In a recent article published in Scientific Reports, researchers used human transcriptomic data from the Mechanisms of the Development of Allergy (MeDALL) study to differentiate the molecular mechanisms associated with two phenotypes of allergic rhinitis: rhinitis alone (R) and rhinitis in multimorbidity with asthma (R+A).
Rhinitis alone affects nearly 70–80% of patients with allergic rhinitis (R). However, it clusters with asthma (A) in multimorbidity to affect 20–30% of patients. Conversely, the majority of patients with asthma had or still have rhinitis.
There are genetic, clinical, and immunological differences between monosensitization (one allergen) and polysensitization (multiple allergens). This raises the possibility of distinct molecular pathways in R + A and R. Consequently, the 20-year-old concept of “one-airway-one-disease” might not hold true.
Previous efforts to comprehend the connections between R and R+A have included using the atopic march sequence and characterizing the molecular mechanisms governing these diseases and the interactions between them.
Interactomics, a branch of systems biology, applies biostatistical methodologies and data mining to provide a molecular context to the cell behavior and functions under different physiological conditions, including pathological ones, and facilitate an understanding of the complexity of many phenotypes.
About the study
In the present study, researchers used whole blood samples from three birth cohorts from Sweden, Spain and Germany from the MeDALL study. Next, they applied an interactomics approach to characterize the molecular pathways associated with R and R + A, including obtaining data on differentially expressed genes (DEGs).
The team used the IntAct database to independently generate the interactomes of the DEGs for R and R + A that comprised >106 protein–protein interactions in human cells.
Similarly, they used the DAVID web-based tool to annotate these interactomes functionally. They considered molecular pathways in levels 3 and 4 (intermediate) of the Reactome database hierarchy. Furthermore, they assigned each molecular pathway to a generic functional family.

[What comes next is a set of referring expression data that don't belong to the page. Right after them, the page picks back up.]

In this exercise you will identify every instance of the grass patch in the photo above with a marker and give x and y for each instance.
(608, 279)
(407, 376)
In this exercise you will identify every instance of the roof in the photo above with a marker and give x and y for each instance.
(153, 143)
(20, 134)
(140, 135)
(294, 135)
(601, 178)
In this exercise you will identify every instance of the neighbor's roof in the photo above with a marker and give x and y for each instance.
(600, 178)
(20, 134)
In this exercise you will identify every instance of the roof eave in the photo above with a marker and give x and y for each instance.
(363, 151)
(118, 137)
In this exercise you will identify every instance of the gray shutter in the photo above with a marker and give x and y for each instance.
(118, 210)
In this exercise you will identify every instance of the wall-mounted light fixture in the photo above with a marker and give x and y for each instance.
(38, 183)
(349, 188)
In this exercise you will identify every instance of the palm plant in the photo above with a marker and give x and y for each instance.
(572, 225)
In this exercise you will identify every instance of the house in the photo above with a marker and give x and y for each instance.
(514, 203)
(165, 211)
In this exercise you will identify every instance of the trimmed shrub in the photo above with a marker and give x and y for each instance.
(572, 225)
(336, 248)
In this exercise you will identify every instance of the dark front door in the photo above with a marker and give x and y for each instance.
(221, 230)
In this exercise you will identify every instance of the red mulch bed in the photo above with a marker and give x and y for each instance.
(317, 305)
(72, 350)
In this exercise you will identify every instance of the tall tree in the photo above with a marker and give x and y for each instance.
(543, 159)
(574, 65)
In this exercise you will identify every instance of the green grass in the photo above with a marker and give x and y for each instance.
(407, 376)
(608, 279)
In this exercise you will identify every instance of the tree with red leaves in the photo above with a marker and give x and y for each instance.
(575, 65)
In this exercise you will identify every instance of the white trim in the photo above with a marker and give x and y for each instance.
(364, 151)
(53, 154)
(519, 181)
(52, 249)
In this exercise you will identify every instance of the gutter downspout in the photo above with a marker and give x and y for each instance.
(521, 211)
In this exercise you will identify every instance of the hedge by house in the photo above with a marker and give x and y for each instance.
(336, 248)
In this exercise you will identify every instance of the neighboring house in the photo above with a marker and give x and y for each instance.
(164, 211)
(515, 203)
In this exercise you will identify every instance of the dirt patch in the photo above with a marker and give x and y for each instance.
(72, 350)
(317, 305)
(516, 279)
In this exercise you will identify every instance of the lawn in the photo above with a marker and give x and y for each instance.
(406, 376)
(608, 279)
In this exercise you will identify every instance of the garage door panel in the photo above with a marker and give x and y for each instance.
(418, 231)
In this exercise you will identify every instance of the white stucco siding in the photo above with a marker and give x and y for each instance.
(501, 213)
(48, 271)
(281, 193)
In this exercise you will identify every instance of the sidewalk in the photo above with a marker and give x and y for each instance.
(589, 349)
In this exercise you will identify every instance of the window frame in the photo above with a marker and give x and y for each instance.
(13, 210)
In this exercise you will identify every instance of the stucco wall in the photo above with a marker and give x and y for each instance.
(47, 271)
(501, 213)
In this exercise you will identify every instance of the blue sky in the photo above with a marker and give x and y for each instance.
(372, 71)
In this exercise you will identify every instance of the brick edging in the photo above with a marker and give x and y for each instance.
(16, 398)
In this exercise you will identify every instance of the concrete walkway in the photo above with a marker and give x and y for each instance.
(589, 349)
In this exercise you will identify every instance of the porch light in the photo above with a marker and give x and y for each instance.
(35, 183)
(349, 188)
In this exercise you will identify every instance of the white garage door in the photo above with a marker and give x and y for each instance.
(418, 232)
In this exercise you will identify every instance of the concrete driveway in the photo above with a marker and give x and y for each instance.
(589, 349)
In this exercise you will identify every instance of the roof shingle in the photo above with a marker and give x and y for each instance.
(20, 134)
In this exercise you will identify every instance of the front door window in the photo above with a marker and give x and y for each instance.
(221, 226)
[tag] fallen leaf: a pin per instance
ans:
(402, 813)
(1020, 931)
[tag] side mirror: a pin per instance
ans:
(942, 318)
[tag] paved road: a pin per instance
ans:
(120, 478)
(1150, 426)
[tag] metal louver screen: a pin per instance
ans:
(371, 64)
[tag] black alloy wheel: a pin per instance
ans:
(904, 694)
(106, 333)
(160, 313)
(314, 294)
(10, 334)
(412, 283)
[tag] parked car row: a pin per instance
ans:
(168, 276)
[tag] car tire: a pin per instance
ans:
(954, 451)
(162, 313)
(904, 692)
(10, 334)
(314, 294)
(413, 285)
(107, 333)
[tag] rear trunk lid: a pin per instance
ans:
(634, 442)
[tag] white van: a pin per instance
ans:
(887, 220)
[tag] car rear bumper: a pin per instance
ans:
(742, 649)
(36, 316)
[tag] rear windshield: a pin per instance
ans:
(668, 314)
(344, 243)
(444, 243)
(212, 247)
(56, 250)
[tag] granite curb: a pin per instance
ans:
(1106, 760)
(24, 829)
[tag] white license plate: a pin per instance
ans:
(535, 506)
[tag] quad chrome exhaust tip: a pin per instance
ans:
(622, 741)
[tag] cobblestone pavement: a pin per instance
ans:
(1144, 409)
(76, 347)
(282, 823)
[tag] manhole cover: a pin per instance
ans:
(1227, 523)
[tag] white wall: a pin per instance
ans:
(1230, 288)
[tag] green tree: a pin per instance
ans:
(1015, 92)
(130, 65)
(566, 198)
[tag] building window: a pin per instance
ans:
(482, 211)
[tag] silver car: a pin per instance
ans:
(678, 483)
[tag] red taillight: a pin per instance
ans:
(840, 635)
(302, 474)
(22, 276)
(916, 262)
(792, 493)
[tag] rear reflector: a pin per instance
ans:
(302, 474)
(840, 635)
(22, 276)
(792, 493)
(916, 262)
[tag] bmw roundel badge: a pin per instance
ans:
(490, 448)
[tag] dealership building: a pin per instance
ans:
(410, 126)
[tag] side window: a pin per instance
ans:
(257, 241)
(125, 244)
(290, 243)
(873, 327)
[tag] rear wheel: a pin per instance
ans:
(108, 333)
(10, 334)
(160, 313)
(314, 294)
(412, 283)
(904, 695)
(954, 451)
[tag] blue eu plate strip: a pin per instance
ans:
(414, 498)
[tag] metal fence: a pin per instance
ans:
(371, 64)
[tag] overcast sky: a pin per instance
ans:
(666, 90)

Of the 786 study participants, 45%, 42%, and 51% had asthma, dermatitis, and rhinitis, respectively. Of those with asthma, 61% had this condition with multimorbidity. Of all three cohorts, BAMSE had the most asthma patients (63%).
Topological analysis of interactomes revealed that the R interactome had 464 genes connected by 466 edges, while the R+A interactome had 130 genes connected by 149 edges.
Random distributions testing the degree of interconnectedness of the interactomes showed that the interactomes of R and R+A were denser than random expectation (2.18 and 6.22 times denser, respectively) and also statistically significant with z-test; P = 1.09x10–11 and 3.42x10–50.
Intriguingly, 25 genes were common to both interactomes, implying a degree of interconnectedness larger than random expectation.
Functional annotation revealed that several pathways were specific to R, including but not limited to toll-like receptor (TLR) signaling cascades and WNT5A-dependent signaling.
Signal-transduction-related processes were more represented in pathways specific to R + A.
Interleukin (IL)-33-mediated signaling stood out as a pathway specific to R + A. IL-33 is an alarmin cytokine with a critical role in inflammation, allergy, and type 2 immunity.
The authors also noted increased fibroblast growth factor receptor (FGFR) signaling in the R + A phenotype. Besides playing important roles in embryogenesis, angiogenesis, wound repair, and lung development, this signaling system is relevant in A remodeling.
The study analysis showed high connectivity within the interactomes of R and R+A, but a lack of common DEGs. Despite having some core common mechanisms, the two R phenotypes were significantly different.
Differences were seen in the molecular pathways specific to R (SUMO pathways, MyD88 and TLR signaling cascades) and R + A (FGFR-mediated signaling, IL-33-mediated signaling).
Together these findings indicate that rhinitis alone and rhinitis in comorbidity with asthma are mechanistically different diseases with varying underlying molecular pathways. This data could help refine the MeDALL hypothesis on allergic diseases.